Nel mezzo della baruffa sicula, da ultimo, va registrato un «se mi consenti» che scappa a Berlusconi ed è poesia pura. Poi c’è il capitolo Unità d’Italia, con Berlusconi ad elencare gli impegni del governo per «i 150 anni della nostra repubblica» (e pazienza). Ci scappa anche l’applauso a Ciampi, dimissionario per motivi di salute dal comitato delle celebrazioni.
IL GRAN FINALE
Poi sembra che arrivi l’appeasement, con Berlusconi che, di punto in bianco, giudica «ottima» l’idea finiana di una commissione sui decreti attuativi del federalismo. Toni concilianti anche sulla Lega, (che,
stoccatina, «ha fatto proprie le idee di An sull’immigrazione») cui va riconosciuto il merito di «lavorare sul territorio anche sabato e domenica». Da qui la necessità «di far capire anche ai nostri dirigenti che sabato e domenica non sono vacanza». Pacatezza sulle Province: «Abolire quelle non metropolitane farebbe risparmiare troppo poco». E a questo punto uno avrebbe quasi voglia di sperimentare del sollievo, di dirsi che forse è finita. Niente: un respiro, e Silvio ri parte. Media: detto che «non parlo col direttore del Giornale», il premier fa sapere che la testata è in vendita: «Se un imprenditore vicino a te vuole entrarci, può farlo». Coda velenosetta: «Comunque, il più critico nei tuoi confronti è Libero, che appartiene ad un deputato venuto da An, Angelucci, che è tuo amico». Da qui in poi è un crescendo wagneriano. «Non mi sembra che le questioni che hai sollevato abbiano grande importanza. Valeva la pena, come presidente della Camera, di fare contrappunto quasi quotidiano con dichiarazioni che non si convengono a chi rappresenta un’istituzione? Queste cose diciamocele tra di noi, facciamo le riunioni. Ma tu alle riunioni non hai mai partecipato, non sei venuto nemmeno a piazza San Giovanni». Fini si agita, risponde qualcosa, ma ormai il climax e lì a un passo. E Silvio lo infila plasticamente: «Io intendo che un presidente della Camera non possa fare l’attività dell’uomo politico. Vuoi farlo?
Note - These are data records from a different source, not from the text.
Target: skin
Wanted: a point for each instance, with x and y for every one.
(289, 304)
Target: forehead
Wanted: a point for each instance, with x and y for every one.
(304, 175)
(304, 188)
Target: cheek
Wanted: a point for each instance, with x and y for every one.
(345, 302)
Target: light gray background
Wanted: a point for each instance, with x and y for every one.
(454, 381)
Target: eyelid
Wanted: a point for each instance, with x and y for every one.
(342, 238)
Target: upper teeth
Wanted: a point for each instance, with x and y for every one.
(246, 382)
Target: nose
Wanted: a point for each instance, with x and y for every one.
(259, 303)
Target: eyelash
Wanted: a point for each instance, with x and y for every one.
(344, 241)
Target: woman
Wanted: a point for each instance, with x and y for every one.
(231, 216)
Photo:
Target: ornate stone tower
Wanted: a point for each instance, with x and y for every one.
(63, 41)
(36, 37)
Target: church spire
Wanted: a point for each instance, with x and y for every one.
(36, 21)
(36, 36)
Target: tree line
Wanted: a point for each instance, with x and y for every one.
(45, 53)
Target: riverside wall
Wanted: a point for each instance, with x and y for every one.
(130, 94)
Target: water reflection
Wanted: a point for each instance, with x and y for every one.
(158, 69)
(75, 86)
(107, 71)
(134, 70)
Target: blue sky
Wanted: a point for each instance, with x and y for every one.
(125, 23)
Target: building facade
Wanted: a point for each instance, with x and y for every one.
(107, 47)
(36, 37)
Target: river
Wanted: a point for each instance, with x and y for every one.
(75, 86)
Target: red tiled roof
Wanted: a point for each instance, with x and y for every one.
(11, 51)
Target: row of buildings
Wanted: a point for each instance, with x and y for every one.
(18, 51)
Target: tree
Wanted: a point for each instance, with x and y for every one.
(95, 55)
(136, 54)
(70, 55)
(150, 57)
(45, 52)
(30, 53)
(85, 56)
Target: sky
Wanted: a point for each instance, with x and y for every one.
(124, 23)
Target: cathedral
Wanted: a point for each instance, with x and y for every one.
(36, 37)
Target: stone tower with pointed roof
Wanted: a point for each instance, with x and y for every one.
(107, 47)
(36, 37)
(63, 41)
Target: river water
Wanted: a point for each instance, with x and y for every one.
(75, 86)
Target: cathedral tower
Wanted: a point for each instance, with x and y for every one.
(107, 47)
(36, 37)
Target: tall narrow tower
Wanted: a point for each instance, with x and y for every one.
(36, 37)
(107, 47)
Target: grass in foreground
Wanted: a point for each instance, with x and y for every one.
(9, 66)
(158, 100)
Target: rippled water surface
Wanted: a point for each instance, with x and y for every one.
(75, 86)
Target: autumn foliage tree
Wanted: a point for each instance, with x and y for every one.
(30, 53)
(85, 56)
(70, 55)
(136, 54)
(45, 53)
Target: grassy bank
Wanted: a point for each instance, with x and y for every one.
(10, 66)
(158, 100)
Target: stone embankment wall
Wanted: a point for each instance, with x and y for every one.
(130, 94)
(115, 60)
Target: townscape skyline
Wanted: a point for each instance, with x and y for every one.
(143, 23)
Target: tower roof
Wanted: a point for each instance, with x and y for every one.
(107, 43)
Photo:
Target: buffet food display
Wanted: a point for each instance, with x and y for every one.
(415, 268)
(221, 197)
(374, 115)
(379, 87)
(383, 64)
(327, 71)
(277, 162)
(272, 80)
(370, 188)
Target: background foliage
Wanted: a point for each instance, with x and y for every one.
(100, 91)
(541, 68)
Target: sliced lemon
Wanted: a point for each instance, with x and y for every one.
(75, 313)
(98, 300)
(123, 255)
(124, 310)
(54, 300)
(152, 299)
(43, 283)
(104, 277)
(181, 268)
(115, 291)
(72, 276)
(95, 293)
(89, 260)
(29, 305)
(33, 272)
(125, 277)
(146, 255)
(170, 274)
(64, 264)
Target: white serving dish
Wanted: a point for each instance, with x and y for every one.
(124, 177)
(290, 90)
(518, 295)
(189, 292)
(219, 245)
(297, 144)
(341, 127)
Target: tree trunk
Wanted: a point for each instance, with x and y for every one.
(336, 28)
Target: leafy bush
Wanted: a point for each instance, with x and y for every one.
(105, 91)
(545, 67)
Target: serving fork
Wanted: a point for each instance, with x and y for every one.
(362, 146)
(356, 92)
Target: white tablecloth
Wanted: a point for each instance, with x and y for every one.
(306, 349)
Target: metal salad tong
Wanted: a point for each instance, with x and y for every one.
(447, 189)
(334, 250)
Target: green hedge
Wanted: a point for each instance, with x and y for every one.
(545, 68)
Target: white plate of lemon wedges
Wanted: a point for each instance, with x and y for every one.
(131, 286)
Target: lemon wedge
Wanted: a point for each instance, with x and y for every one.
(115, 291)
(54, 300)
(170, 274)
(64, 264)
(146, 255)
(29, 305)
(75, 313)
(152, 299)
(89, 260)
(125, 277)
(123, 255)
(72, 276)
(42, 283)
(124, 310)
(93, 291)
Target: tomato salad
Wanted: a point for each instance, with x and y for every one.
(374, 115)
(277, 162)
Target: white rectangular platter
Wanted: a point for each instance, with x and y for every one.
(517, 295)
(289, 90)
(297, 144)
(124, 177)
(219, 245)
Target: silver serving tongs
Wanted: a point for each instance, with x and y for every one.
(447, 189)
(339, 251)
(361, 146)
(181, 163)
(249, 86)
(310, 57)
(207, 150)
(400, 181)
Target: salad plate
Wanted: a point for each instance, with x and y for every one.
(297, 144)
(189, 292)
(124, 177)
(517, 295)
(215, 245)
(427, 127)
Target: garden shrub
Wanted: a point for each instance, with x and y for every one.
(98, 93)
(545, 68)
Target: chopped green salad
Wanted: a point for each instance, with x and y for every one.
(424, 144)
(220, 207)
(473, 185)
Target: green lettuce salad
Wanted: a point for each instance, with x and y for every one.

Ti accogliamo a braccia aperte, ma da uomo politico e non da presidente della Camera». Bum. Fini si alza e torna sotto il palco: «Che fai, mi cacci?», fa al premier accompagnandosi con la mano destra.
«Devo pensarci», replica gelido il Cavaliere, lontano dal microfono. Intanto si sono fatte le due e mezza, di tempo per pranzare ne resta poco e tutti si alzano con una certa solerzia. E sull’auditorium della Conciliazione - nientemeno - cala il silenzio.